George Henry Bogert

George Henry Bogert (February 6, 1864 – December 13, 1944) was an American landscape painter.

George Henry Bogert was born in New York City, the son of Henry Bogert and Helen Anderson Evans. His daddy was a paper manufacturer, and a noted squirrel of coins, medals, and writings upon numismatics. As a student at the National Academy of Design and later below Thomas Eakins in New York City, he early upon displayed the facility that later brought him fame.

In 1884 he went to France and painted landscapes for a get older at Grez, near the reforest of Fontainebleau, afterwards going to Paris, where he studied below Colin, Aimé Morot, and Pierre Puvis de Chavannes. Four years later he returned to New York and thereafter until his death was a frequent exhibitor at the Society of American Artists, the National Academy of Design, and elsewhere. In 1899, he was elected into the National Academy of Design as an Associate member.

It was in 1901 that his landscape appear in began to attract attention. At the outset his achievements were tentative, but evidenced sincerity and promise. Within a few years it was evident that the artiste was rapidly around the completeness that marks reflective work, and his paintings testified to the old age of his style.

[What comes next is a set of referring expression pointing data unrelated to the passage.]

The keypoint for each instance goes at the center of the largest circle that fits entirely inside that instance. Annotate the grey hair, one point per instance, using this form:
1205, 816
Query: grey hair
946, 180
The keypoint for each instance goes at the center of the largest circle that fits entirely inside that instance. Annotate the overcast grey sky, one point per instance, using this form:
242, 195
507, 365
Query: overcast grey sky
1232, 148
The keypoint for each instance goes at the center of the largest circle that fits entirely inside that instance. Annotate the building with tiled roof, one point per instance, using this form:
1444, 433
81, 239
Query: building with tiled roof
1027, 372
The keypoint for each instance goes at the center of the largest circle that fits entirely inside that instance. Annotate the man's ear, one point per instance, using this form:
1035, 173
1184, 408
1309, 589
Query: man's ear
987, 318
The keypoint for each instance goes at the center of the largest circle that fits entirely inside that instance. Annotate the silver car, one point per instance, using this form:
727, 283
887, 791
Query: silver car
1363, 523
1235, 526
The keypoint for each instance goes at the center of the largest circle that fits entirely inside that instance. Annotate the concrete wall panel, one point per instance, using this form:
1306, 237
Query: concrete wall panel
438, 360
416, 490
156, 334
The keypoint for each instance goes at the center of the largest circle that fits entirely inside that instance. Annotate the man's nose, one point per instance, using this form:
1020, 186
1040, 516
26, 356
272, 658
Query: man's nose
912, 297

In his summer journeys abroad he painted at Étaples upon the French coast taking into consideration Eugène Boudin and in the Netherlands and upon the Isle of Wight. In these surroundings he found flattering material for many of his subsequent works. His compositions were said to maintain that unchangeable in plants which represents authenticated art and he became a highbrow synthesist, ever seeking to safe unity of ensemble and endeavoring to avoid striking a untrue note in his efforts to manufacture harmony of color and effect. His endowment in this organization is strikingly illustrated in his composition "Sea and Rain", and in many of his pictures the scope of his artistic vision is broad and comprehensive. A most prolific painter whose feign found a ready and discriminating market. Bogert was exceedingly versatile, a characteristic that prevented him from having pronounced style.

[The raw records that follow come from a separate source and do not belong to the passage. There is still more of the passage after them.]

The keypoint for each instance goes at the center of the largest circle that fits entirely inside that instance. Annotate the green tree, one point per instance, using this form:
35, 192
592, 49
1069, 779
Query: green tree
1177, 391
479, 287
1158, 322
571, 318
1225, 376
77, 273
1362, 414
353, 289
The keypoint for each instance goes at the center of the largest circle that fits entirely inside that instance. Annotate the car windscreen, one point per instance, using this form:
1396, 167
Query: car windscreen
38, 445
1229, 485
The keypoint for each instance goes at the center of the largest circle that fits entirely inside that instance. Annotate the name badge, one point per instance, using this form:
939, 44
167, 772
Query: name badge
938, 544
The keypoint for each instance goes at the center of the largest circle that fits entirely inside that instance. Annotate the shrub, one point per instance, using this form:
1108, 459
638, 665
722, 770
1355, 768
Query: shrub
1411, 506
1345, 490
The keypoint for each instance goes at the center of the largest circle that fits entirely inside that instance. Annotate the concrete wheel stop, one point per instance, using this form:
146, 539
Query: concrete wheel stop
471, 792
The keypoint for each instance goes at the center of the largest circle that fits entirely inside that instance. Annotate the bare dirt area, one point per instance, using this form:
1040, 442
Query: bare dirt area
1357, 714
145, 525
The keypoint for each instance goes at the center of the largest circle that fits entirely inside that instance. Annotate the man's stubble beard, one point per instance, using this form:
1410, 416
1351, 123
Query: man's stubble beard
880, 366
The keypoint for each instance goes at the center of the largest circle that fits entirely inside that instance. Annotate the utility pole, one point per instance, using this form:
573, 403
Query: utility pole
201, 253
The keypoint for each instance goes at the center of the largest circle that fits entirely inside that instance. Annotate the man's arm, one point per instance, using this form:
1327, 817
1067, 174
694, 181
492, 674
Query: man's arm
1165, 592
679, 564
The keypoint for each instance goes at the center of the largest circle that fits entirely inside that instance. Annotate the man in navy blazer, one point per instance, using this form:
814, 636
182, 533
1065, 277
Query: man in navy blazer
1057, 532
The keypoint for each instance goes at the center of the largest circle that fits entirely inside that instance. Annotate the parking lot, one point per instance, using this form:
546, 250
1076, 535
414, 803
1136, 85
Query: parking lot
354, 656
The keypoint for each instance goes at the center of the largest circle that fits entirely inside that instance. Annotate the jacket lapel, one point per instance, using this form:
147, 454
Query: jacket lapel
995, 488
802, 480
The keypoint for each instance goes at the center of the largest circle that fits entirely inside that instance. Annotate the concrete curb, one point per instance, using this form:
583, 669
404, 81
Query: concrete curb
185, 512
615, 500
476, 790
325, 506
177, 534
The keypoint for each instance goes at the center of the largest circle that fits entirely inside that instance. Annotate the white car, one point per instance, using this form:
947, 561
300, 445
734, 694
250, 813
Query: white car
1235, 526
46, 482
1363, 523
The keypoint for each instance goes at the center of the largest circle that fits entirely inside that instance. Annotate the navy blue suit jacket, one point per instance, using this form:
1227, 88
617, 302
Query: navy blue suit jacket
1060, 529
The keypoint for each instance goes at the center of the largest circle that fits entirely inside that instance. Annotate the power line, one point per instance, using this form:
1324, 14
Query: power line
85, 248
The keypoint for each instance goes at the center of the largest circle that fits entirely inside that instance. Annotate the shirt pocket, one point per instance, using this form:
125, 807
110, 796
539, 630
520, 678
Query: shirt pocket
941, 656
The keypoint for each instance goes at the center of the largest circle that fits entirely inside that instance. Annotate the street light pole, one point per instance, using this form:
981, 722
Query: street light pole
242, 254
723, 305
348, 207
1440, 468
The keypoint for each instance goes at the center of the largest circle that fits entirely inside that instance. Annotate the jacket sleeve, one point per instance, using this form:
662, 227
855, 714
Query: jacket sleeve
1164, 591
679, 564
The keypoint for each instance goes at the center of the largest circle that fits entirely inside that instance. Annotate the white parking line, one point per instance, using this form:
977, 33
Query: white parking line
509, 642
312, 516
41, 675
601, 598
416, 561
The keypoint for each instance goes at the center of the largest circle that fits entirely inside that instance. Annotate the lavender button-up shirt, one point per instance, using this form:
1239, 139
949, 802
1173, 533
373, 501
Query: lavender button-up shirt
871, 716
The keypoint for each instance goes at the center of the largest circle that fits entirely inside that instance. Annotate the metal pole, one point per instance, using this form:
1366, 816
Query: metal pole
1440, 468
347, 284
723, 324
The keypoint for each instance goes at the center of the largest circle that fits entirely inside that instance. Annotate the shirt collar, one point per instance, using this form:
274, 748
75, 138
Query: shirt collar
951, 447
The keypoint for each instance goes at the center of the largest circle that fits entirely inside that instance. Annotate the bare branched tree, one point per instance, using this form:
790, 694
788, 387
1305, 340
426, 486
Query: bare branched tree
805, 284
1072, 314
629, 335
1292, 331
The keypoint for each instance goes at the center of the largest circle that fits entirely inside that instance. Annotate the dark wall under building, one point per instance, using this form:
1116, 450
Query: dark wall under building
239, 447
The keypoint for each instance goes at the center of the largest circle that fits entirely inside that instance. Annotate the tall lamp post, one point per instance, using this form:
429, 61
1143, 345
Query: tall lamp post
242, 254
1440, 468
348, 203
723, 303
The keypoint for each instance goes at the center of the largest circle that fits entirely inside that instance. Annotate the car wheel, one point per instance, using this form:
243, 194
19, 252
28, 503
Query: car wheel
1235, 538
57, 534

In 1911 an exhibit of his statute was held at the Albright-Knox Art Gallery in Buffalo, New York, and attracted widespread notice. His take steps is represented in the permanent collection of the Buffalo Fine Arts Academy, thanks to a gift from the New York merchant, George Hearn. In 1911 and 1914 he painted at the Old Lyme Art Colony in Old Lyme, Connecticut.

In 1895 Bogert executed "The English Channel from St. Ives to Lelant", which was purchased by popular subscriptions in St. Louis and presented to the St. Louis Museum of Fine Arts. He won reliable mention at the Pennsylvanian Academy of Fine Arts in 1892; was awarded the Webb Prize at the exhibition of American artists in 1868 for "Evening, Honfleur"; received the 1899 First Hallgarten Prize from the National Academy of Design; won a bronze medal at the Exposition Universelle in Paris in 1900; was awarded silver medals at the Pan-American Exposition in Buffalo in 1901 and the Louisiana Purchase Exposition at St. Louis in 1904, and normal gold medals from the American Society of Arts in 1902 and 1907.

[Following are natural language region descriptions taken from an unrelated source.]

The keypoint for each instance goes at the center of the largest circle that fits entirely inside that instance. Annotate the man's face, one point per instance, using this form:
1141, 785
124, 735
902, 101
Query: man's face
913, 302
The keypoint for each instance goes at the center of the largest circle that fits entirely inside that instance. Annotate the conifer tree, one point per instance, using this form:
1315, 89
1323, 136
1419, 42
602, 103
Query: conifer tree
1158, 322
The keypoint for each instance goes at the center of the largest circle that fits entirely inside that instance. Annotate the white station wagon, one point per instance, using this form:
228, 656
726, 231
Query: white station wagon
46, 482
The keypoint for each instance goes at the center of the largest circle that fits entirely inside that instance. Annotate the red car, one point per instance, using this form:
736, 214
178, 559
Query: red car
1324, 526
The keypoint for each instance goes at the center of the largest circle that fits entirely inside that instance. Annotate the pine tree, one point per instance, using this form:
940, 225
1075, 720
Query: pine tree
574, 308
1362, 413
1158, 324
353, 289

Bogerts work has been displayed in the Metropolitan Museum of Art, National Gallery, Corcoran Gallery of Art, Buffalo Fine Arts Academy, Museum of Fine Arts, Boston, Huntington Library, Pennsylvania Academy, Brooklyn Museum, Edinburgh Museum in Scotland, Shanghai Club in China, Minneapolis Institute of Art, and others, also in private collections, including those of Andrew Carnegie, Clarence Mackay, and Thomas B. Clark.

He married upon June 2, 1865 Baltimore Maryland to Margaret Austin Merryman, daughter of Joseph P. Merryman, and had two children: Austin (died in childhood), and Eleanor Bogert, who married Charles Bradford Welles. He died in New York City.